A espiritualidade política pensada por Foucault é uma prática de transformação de si mesmo para ter acesso à verdade no encontro com a dimensão política, de onde emerge uma vontade coletiva compartilhada, rompendo inclusive, se for necessário, com a linearidade ideológica dos partidos políticos que se pretendem como intérpretes dessa verdade. O episódio iraniano possibilitou para o filósofo aportar novas questões em seu trabalho de análise de produção das subjetividades por processos de objetivação e subjetivação, dentro de um contexto discursivo e de estratégias de poder que dando a ideia de uma identidade nuclear e essencial reprodutora do Mesmo. A espiritualidade política é concebida no interior das múltiplas possibilidades das relações de saber-poder, não como projeto de revolução que visaria uma tomada do poder, mas como emergência de uma subjetividade que se constitui como legítima resistência às forças condicionantes, e, portanto, opera no processo de produção de singularidades que ocorrem em uma espécie de torção íntima que produz a modificação constante de si.

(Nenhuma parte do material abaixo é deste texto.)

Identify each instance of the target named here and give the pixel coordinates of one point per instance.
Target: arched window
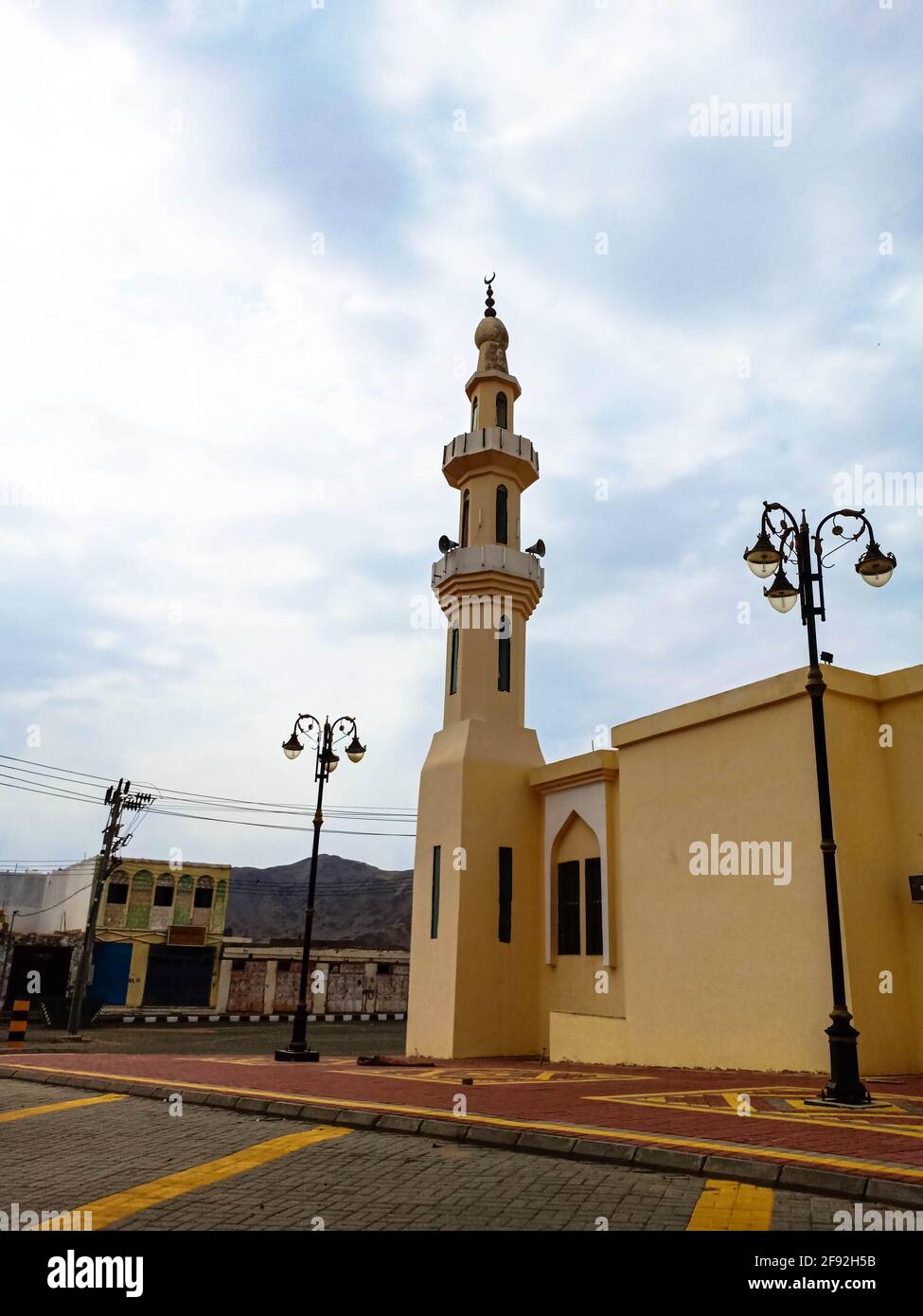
(504, 654)
(116, 900)
(453, 662)
(164, 891)
(182, 911)
(202, 901)
(501, 513)
(161, 914)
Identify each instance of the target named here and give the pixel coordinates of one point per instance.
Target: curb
(781, 1174)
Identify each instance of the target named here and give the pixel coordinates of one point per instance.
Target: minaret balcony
(490, 449)
(486, 570)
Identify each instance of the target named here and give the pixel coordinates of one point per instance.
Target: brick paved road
(105, 1149)
(360, 1039)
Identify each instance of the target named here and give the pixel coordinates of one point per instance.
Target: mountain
(356, 904)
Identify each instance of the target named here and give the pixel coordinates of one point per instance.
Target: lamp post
(326, 762)
(790, 543)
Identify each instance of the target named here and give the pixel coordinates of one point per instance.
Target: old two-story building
(158, 935)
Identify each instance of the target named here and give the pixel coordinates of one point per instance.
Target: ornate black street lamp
(326, 762)
(790, 543)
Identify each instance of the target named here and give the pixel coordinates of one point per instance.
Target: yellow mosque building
(660, 901)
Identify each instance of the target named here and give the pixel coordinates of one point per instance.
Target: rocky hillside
(356, 903)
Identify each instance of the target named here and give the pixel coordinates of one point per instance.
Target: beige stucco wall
(470, 992)
(735, 970)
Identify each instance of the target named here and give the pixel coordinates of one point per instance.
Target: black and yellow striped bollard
(19, 1022)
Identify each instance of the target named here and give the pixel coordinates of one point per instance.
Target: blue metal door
(112, 964)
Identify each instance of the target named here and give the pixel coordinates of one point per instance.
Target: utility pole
(117, 798)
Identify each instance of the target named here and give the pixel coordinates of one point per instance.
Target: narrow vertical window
(501, 513)
(505, 928)
(434, 901)
(593, 888)
(453, 662)
(569, 908)
(504, 654)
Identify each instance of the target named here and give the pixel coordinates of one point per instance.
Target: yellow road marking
(107, 1211)
(60, 1106)
(806, 1116)
(879, 1169)
(733, 1205)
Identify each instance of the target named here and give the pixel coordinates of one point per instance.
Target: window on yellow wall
(505, 930)
(501, 513)
(593, 906)
(434, 904)
(453, 662)
(569, 907)
(467, 509)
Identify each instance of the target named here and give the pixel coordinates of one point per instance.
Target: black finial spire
(490, 312)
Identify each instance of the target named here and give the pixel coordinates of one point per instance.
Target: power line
(278, 827)
(199, 798)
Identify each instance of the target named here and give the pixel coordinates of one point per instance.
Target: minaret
(477, 878)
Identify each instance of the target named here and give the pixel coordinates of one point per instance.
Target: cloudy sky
(241, 258)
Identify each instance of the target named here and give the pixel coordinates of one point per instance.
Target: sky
(241, 258)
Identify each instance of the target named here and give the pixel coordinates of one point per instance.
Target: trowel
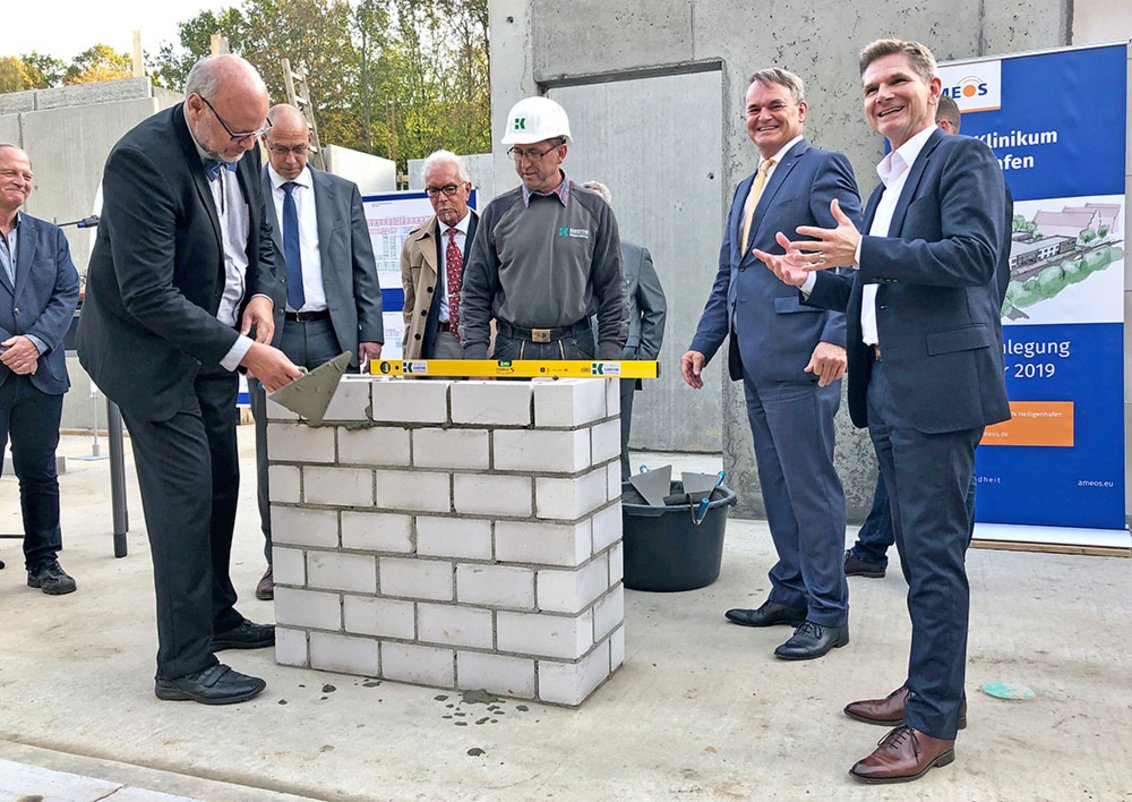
(309, 395)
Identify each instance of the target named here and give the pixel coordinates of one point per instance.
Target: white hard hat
(534, 119)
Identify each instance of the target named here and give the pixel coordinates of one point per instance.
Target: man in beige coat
(437, 248)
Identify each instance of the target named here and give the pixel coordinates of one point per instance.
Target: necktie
(296, 296)
(454, 266)
(756, 190)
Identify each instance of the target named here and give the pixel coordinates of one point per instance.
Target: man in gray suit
(648, 310)
(327, 298)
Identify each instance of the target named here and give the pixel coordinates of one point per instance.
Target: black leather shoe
(50, 578)
(813, 640)
(856, 566)
(247, 636)
(770, 614)
(215, 685)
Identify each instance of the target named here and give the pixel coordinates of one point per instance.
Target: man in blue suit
(925, 374)
(39, 289)
(790, 358)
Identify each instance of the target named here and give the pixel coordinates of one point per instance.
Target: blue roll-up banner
(1056, 122)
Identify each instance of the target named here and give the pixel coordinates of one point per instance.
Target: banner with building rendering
(1056, 121)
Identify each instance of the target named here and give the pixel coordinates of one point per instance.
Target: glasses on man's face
(236, 137)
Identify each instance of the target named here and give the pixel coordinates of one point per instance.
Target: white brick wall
(486, 494)
(546, 636)
(469, 538)
(426, 665)
(495, 586)
(453, 625)
(344, 486)
(377, 531)
(344, 654)
(419, 579)
(512, 676)
(496, 403)
(377, 445)
(451, 448)
(542, 451)
(547, 544)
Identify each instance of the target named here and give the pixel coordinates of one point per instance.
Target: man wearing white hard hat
(546, 256)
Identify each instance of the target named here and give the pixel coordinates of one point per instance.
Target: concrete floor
(701, 710)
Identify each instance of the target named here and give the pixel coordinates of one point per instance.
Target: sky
(65, 28)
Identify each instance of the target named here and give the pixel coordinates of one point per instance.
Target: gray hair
(438, 158)
(782, 77)
(600, 189)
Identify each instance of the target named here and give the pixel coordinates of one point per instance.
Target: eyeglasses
(236, 137)
(448, 189)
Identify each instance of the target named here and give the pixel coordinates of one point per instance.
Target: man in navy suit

Em um segundo momento, Foucault se dedica a questão da espiritualidade no curso dado em 1982 no no Collège de France sobre A Hermenêutica do sujeito dando especial atenção à noção de “cuidado de si” (epimeleia heautô). Analisa então os exercícios espirituais do período greco-romano, e em especial os dois primeiros séculos da era cristã, entendidos como práticas de si, desde autores clássicos como Epiteto, Plutarco, Marco Aurélio, entre outros, tendo como interlocutor, Pierre Hadot, e contrapondo o cuidado de si a questão do conhecimento de si (gnôthi seautón), esta fruto do “momento socrático-platônico”, que ao privilegiar a estrutura ontológico-cognoscente, dissociou espiritualidade e filosofia, e concebeu a tarefa filosófica como um acesso à verdade, sem a necessidade de um trabalho interior de natureza ética (FOUCAULT, 2006, p. 19).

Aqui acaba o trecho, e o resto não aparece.